Bug #20628
closedceph-osd deadlock in ?simple messenger?
0%
Description
Hi,
We have a jewel 10.2.8 osd that just deadlocked. The osd was marked failed due to no PG stats after 60s:
2017-07-14 12:27:24.869733 mon.0 128.142.35.220:6789/0 161437 : cluster [INF] osd.331 marked down after no pg stats for 61.085540seconds
(Note that we use mon osd report timeout = 60 because we've seen this deadlock before and the deadlocked osd's peers do not mark him as failed in this scenario. IOW, osd's deadlocking in this way generate slow requests until the pg stats time out.)
The OSD and cluster logs are attached and I've ceph-post-file'd the coredump with tag 57a63b32-b3c8-4c40-a2f2-7f205ff475ad.
This is 10.2.8 on centos 7, installed from downloads.ceph.com.
# rpm -q ceph-osd ceph-osd-10.2.8-0.el7.x86_64 # ceph --version ceph version 10.2.8 (f5b1f1fd7c0be0506ba73502a675de9d048b744e)
Cheers, Dan
Files
Updated by Dan van der Ster almost 7 years ago
Forgot to mention: there are no IO errors on this drive. And the daemon does not respond to socket commands: 'ceph daemon osd.331 help' hangs.
Updated by Greg Farnum almost 7 years ago
Okay, so to read that core file we'll need to know your distro, please? :)

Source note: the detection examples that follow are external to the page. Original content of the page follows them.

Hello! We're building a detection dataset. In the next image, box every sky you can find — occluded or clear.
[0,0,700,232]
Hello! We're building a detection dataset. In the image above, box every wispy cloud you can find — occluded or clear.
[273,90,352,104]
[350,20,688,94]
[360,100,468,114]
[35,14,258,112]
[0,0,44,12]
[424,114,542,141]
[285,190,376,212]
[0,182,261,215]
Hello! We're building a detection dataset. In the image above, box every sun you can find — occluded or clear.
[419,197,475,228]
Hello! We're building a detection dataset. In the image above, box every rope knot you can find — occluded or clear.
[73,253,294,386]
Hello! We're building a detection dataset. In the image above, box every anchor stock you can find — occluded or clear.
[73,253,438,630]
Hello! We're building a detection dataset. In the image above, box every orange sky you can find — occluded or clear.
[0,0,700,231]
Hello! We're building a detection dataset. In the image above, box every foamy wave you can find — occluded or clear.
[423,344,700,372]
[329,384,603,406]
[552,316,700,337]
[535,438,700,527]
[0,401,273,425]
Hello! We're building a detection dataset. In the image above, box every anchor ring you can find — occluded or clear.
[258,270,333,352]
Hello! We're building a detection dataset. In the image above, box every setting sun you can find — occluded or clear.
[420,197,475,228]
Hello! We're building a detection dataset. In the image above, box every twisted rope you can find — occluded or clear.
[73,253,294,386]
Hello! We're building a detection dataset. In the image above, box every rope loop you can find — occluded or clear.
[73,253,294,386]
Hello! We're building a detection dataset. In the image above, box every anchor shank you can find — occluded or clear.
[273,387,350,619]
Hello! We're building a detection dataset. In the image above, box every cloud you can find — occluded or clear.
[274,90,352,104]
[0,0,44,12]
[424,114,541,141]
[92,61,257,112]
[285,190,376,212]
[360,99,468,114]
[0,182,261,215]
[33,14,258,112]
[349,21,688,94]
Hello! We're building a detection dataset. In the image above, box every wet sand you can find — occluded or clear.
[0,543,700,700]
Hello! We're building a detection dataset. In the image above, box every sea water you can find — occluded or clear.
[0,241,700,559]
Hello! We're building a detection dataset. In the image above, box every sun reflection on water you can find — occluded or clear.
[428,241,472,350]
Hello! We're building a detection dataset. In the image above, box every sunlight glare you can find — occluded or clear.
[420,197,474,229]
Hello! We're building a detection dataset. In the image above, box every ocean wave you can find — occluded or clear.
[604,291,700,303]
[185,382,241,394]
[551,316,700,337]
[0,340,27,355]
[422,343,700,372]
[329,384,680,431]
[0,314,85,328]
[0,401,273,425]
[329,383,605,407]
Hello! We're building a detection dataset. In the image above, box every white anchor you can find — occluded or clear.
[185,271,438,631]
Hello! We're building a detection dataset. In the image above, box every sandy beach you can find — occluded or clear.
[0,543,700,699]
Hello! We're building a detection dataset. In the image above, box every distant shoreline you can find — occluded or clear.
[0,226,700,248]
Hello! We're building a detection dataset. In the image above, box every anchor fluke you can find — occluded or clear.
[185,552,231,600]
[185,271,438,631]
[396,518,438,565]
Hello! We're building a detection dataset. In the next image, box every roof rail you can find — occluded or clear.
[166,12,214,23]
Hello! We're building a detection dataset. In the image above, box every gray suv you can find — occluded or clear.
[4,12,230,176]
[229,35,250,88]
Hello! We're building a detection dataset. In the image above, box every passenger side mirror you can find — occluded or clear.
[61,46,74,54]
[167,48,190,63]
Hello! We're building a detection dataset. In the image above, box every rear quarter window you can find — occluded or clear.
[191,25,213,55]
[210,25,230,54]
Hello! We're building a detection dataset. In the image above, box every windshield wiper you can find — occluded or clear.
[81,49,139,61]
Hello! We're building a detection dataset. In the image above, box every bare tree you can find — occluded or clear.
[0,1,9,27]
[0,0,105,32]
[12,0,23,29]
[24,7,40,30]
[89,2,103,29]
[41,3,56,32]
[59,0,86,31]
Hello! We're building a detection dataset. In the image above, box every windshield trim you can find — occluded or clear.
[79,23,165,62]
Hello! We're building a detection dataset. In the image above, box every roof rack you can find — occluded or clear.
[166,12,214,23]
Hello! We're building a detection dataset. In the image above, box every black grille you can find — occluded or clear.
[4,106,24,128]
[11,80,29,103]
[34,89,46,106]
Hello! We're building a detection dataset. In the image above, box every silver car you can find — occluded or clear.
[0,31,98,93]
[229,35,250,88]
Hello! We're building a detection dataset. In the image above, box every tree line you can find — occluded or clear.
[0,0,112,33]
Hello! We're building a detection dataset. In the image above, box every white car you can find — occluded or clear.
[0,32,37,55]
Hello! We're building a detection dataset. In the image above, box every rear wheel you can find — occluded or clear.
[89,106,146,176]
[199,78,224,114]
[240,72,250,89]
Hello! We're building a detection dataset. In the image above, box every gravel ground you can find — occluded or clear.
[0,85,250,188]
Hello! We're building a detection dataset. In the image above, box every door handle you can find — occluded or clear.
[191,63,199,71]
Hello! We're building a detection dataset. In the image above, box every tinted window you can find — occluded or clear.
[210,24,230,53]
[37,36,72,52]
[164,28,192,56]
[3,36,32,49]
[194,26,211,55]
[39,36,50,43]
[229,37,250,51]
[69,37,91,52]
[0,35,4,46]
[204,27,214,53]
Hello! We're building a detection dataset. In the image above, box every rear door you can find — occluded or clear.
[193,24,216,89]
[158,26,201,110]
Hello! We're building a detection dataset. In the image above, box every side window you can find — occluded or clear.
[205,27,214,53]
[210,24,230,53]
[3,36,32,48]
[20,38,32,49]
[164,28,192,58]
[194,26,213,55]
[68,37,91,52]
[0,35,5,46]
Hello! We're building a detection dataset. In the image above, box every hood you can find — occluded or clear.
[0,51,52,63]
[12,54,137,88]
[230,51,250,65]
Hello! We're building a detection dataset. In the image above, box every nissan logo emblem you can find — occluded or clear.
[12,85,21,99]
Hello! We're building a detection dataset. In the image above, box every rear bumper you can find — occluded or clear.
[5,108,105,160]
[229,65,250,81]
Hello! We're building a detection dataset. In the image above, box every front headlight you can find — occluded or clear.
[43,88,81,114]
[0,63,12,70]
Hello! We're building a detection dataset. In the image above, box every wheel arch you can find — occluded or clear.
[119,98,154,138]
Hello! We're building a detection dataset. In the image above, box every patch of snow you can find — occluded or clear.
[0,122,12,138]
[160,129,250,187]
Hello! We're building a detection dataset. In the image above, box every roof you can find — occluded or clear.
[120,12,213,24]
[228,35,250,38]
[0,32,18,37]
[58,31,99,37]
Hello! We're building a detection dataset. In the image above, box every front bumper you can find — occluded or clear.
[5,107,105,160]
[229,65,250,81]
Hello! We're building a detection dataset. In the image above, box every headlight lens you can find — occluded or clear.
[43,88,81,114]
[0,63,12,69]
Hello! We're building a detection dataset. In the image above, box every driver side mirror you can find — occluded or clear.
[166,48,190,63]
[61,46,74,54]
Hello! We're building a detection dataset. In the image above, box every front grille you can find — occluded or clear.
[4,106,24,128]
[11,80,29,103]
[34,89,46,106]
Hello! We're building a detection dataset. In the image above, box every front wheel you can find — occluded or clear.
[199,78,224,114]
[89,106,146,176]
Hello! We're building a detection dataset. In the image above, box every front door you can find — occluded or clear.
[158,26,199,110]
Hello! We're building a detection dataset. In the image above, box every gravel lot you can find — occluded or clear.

I did extract it though and am a bit confused about the time stamps I'm seeing. That says it was generated at 12:08, but the "user" file ceph-post-file sets up was created at 12:05. The mon log snippet you put above marked the osd down at 12:27:24, and I can't find any evidence of a crash in the OSD log, although it does terminate at circa 13:23 after showing some timed out osd_op_tp messages — and a bunch of Pipe reconnects and faults at 12:26:25 and 12:27:25, respectively. Can you walk me through the timeline a bit?